Binturong or Bear Cat
Common Name: Binturong
Phylum: Chordata (Vertebrata)
Misc.: Viverridae can be found in southwestern Europe, southern Asia, the East Indies, Africa and Madagascar. The family consists of 36 genera and 71 species and includes Civets, Genets, Linsangs, Mongooses and Fossas.
Sub-Species: A. Binturong is a single species. There are no known sub-species.
Appearance: The Binturong gives the appearance of a cross between a bear and a cat, hence the nickname Bear Cat. They have elongated heads and pointed muzzles. They are the largest of the Viverrids. The fur is long and course, with the fur on the tail being even longer than that on the rest of the body. The hairs are black and lustrous, often with a gray or buff tip. The head is finely speckled with gray and buff, and the edges of the ears and whiskers are white. The ears have long hairs on the back that project beyond the tips and produce a fringed or tufted effect. The tail is extremely muscular, and the tip of the tail is prehensile. They have 5 toes on each foot, complete with long, sharp bear like claws. Binturongs give off an unusual scent that resembles popcorn. Unlike other members of the Viverrids who walk on their toes, Binturongs walk on their soles with their heels touching the ground and have a bear like shuffle. They are very slow gaited, but can be very fast when on the attack.
Size: The Binturong has a head and body length of 2 – 3 feet with the tail length around an additional 2 – 2 ½ feet. Weight averages between 20 – 30 pounds. Newborns weigh in at a mere 10 ½ ounces.
Habitat: Binturongs can be found in dense forests, however it is not found anywhere in any great abundance. It is mainly arboreal and nocturnal.
Distribution: This single species can be found on the island of Burma, and possibly from Nepal, to Indochina and the Malay Peninsula and on Sumatra, Bankga, Java, the Rhio Archipelago and Palwan.
Reproduction: Binturongs in captivity tend to breed throughout the year with no set seasons. Females may give birth to 2 litters per year with each litter having between 1-6 babies, with 2 being the average. Babies are born after a 90 day gestation period, reach breeding maturity at 2 ½ years for females and 2 years for males, and can remain fertile until at least 15 years. The Binturong is one of approximately 100 species of mammal believed by many husbandry experts to be capable of embryonic diapause, or delayed implantation, which allows the female of the species to time parturition to coincide with favorable environmental conditions.

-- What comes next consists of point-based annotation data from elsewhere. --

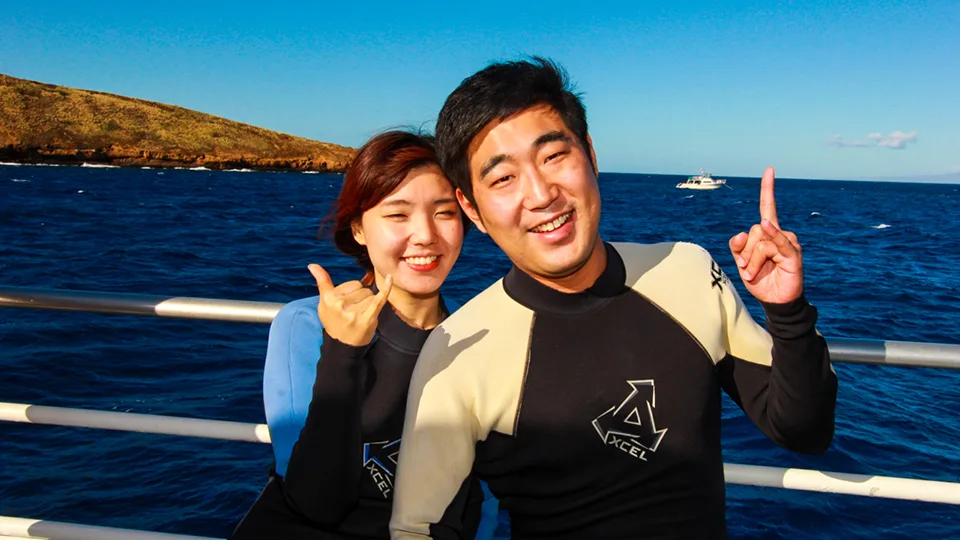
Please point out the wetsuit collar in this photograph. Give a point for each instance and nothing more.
(539, 297)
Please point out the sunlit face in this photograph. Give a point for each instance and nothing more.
(536, 193)
(414, 233)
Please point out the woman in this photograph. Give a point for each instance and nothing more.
(398, 218)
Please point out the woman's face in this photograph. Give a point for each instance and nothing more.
(414, 233)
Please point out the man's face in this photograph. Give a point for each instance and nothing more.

Offspring: Babies are born with fur and are totally blind and helpless. They begin to take solid foods between the ages of 6 and 8 weeks.

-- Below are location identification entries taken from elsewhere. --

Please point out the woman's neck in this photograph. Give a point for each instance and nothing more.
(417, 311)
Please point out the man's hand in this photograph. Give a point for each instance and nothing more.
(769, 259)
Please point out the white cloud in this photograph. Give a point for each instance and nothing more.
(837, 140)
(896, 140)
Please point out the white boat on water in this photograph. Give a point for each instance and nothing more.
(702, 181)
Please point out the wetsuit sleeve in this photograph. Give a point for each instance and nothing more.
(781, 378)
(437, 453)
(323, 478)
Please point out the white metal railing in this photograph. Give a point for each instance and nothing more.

Social System: Like most Vivverids, Binturongs are solitary or live in small groups of adults with immature offspring.
Diet: Binturongs will generally eat small vertebrates and invertebrates, and occasionally eat fruits, vegetables and nuts. In some instances, they have even been known to scavenge. Binturongs are very opportunistic eaters and will even dive and swim to catch fish.
Communication: Very little is known about wild Binturongs, but in captivity they are very vocal, uttering high pitched whines and howls, rasping growls, and when very excited, a variety of grunts and hisses. Binturongs also produce a scent that is used for communication with other binturongs, but to humans it smells like a sweet popcorn.
How rare is this animal ? The International Species Information Service lists 252 worldwide, with 118 being in the U.S.